Performance analysis
| Period | ETF Return |
| 3 years | ~35% |
| 5 years | ~38% |
| Since inception annualised | ~5.2% |
Compared with the broader FTSE All-Share, the ETF:
→ Usually outperforms during value-led markets
→ Often lags during technology-led bull markets
→ Delivers stronger income consistency than broad UK indexes
Strengths
- Low fee
- Reasonably diversified
- Quality dividend methodology
- Good fit for UK income investors
Risks
- UK equity concentration
- Heavy exposure to banks, insurers and REITs
- Dividend cuts possible during recessions
- iShares UK Dividend UCITS ETF (IUKD)
2. iShares UK Dividend UCITS ETF (IUKD)
This is one of the highest-yielding mainstream UK equity ETFs. It tracks the FTSE UK Dividend+ Index, which selects the 50 highest-yielding UK stocks. The strategy prioritises income maximisation over quality.
Key facts
| Metric | Value |
| Yield | Typically 5%–7% |
| OCF / TER | 0.40% |
| Structure | Physical replication |
| Holdings | ~50 stocks |
| Income frequency | Semi-annual |
| Benchmark | FTSE UK Dividend+ Index |
Portfolio characteristics
The fund is concentrated in:
- Energy
- Mining
- Banks
- Tobacco
- Telecoms
Top 10 holdings:
| BP | Rio Tinto |
| Legal & General | Shell |
| BAT | Aviva |
| NatWest | Imperial Brands |
| HSBC | Admiral |
Performance analysis
| Period | ETF Return |
| 3 years | ~34% |
| 5 years | ~30% |
Recent performance has been strong due to:
→ Commodity price strength
→ Higher interest rates supporting banks
→ Recovery in value stocks
However, long-term capital appreciation has historically been lower than global equity markets because high-yield UK sectors are mature and cyclical.
Strengths
- High cash distributions
- Simple transparent methodology
- Easy ISA/SIPP access
Risks
- Yield traps
- Concentration risk
- Cyclical exposure
- Less diversified than global equity ETFs
This ETF suits investors prioritising maximum current income rather than long-term total return
3. iShares Global High Yield Corporate Bond UCITS ETF (IGHY)
Investment case
Unlike the first two funds, this is a bond ETF, not an equity income ETF. It invests in sub-investment-grade corporate bonds globally and currently offers yields above 5%.

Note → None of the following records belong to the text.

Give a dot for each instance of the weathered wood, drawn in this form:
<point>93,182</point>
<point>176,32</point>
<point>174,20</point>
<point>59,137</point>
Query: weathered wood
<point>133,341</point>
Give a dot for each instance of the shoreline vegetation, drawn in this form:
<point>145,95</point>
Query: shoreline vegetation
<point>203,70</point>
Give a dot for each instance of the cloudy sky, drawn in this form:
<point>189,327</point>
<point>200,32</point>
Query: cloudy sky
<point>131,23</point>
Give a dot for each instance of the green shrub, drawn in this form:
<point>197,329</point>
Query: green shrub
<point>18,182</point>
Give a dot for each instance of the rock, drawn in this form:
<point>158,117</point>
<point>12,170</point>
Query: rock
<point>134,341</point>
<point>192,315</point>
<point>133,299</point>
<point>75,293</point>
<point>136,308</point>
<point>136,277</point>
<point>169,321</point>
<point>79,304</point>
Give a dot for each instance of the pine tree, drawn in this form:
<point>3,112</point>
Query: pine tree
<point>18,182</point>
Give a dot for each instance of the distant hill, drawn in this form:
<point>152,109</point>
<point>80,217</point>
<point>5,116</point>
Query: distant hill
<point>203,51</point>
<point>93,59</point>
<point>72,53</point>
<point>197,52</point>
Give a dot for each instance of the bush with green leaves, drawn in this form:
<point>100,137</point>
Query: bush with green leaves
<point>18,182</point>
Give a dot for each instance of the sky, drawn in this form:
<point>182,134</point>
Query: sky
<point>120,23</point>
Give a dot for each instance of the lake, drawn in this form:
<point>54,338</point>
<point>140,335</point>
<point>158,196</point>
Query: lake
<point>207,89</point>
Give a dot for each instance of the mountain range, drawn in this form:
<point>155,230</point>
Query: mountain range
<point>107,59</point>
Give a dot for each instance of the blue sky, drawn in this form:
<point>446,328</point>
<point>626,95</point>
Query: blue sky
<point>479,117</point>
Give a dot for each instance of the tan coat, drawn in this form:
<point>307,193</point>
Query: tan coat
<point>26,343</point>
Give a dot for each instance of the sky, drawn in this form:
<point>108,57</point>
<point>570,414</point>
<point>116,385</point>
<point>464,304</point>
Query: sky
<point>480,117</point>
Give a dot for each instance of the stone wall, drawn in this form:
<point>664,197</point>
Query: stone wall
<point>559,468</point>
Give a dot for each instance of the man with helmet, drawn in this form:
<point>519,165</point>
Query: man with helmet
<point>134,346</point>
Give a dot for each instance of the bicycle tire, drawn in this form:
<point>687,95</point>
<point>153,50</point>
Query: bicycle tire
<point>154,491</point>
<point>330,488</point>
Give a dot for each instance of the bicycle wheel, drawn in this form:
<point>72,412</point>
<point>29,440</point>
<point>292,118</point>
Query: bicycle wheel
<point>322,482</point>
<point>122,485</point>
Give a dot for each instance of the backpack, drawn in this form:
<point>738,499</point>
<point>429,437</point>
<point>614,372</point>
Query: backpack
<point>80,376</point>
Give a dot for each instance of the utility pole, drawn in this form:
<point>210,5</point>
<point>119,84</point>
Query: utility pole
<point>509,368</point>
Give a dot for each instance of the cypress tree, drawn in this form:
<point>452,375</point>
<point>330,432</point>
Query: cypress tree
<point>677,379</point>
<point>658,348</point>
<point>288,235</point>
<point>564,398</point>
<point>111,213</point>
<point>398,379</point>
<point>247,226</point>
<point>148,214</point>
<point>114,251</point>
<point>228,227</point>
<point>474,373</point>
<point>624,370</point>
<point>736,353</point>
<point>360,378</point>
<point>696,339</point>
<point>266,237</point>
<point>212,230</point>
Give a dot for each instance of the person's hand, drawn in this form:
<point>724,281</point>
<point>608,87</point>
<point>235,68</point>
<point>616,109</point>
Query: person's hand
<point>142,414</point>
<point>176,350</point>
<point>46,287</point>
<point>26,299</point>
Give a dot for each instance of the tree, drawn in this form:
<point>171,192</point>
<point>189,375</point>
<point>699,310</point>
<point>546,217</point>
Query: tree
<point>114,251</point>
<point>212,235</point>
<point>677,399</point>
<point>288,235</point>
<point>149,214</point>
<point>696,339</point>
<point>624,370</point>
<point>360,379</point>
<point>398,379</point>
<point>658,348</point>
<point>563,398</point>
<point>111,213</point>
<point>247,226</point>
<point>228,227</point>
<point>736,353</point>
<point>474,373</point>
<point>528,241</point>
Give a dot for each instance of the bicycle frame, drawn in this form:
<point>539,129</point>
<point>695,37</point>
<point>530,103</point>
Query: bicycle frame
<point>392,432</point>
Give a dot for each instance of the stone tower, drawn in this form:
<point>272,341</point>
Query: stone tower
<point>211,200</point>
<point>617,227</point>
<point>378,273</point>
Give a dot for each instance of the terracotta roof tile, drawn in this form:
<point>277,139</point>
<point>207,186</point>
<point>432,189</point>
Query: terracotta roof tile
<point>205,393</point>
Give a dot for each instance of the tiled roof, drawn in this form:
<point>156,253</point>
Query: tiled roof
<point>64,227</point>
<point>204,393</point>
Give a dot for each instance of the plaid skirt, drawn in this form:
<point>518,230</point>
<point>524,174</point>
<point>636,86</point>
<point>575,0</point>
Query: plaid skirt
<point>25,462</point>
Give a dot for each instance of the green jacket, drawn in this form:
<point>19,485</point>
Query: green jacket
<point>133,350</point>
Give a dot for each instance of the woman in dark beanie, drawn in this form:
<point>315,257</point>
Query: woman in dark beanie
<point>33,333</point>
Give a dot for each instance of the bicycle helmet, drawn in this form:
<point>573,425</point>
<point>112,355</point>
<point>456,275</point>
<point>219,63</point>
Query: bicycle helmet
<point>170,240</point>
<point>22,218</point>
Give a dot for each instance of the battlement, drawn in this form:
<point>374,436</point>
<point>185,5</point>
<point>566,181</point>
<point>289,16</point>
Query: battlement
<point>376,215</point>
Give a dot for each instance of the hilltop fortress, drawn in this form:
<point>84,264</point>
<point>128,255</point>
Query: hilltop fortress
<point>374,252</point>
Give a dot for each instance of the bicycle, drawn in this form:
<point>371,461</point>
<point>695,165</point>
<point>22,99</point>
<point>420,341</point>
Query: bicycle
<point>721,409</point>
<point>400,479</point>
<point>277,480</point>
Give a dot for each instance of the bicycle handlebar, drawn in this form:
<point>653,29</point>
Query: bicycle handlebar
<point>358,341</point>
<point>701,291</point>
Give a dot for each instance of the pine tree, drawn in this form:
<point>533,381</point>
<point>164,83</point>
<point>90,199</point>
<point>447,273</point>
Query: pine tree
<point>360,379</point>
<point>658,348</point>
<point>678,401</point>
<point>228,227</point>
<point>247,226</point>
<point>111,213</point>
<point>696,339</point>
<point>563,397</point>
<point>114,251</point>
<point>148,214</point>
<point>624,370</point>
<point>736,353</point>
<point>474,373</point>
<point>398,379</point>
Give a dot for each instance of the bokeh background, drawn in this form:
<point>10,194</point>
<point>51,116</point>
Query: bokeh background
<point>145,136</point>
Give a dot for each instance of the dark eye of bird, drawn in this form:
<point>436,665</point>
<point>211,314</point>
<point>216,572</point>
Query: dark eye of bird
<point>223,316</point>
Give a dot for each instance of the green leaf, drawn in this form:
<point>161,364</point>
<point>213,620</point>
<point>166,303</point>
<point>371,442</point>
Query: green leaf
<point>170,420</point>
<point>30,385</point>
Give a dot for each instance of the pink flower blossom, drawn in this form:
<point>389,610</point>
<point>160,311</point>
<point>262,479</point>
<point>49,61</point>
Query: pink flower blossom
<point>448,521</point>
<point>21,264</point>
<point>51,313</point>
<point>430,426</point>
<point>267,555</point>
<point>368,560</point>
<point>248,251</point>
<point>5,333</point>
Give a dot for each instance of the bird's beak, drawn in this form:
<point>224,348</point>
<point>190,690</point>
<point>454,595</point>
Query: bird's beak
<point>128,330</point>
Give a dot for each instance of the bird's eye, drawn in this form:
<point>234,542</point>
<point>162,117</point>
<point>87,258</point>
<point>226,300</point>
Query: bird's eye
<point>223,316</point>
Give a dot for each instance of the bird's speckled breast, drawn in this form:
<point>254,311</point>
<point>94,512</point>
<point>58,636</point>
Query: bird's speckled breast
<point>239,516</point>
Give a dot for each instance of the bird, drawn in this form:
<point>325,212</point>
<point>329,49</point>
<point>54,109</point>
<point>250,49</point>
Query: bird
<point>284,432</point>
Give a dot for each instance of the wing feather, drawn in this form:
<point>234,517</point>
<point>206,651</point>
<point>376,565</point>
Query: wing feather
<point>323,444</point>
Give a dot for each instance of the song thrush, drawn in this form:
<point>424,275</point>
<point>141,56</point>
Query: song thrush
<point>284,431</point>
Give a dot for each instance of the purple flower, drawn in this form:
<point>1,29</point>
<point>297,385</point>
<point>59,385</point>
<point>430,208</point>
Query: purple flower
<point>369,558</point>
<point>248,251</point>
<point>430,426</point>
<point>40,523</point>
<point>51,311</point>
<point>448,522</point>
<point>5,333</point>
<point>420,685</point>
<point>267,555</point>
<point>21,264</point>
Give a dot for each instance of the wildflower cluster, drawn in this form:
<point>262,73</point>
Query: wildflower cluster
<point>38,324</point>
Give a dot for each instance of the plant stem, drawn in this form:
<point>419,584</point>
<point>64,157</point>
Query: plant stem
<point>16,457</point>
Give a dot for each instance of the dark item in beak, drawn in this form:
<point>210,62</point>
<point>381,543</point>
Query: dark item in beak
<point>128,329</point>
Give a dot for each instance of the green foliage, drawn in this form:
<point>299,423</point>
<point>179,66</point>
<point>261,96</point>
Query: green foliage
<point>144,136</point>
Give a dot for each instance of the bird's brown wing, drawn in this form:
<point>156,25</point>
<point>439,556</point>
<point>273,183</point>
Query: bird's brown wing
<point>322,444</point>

This is useful for investors wanting:
- More stable income
- Lower equity volatility
- Diversification away from UK equities
Key facts
| Metric | Value |
| Yield | Typically 5.4% |
| OCF / TER | 0.56% |
| Structure | Physical replication |
| Holdings | ~1,981 bonds |
| Income frequency | Semi-annual |
| Currency | USD exposure unless hedged |
Portfolio composition
Large exposure to:
- US corporate debt
- Energy issuers
- Telecoms
- Industrials
- Consumer cyclicals
Performance analysis
| Period | ETF Return |
| 3 years | ~8.6% |
| 5 years | ~3.2% |
Performance is strongly linked to:
- Interest rates
- Credit spreads
- Economic conditions
Unlike dividend ETFs, bond ETFs generally:
→ Offer steadier income
→ Have lower upside
→ Suffer during rising-rate cycles
Strengths
- Diversified income stream
- Thousands of underlying securities
- Lower volatility than equities
Risks
- Credit/default risk
- Sensitive to recession fears
- Currency risk for UK investors
Which ETF is strongest for retail investors?
Best balance of yield + quality
SPDR S&P UK Dividend Aristocrats UCITS ETF
This offers the best combination of:
→ reasonable diversification
→ low fees
→ sustainable dividends
→ acceptable long-term returns
Highest income
iShares UK Dividend UCITS ETF
Best for investors focused on:
→ cash flow
→ ISA income
→ UK dividend exposure
Best diversifier
iShares Global High Yield Corporate Bond UCITS ETF
→ Useful alongside equities to reduce portfolio dependence on UK stock dividends.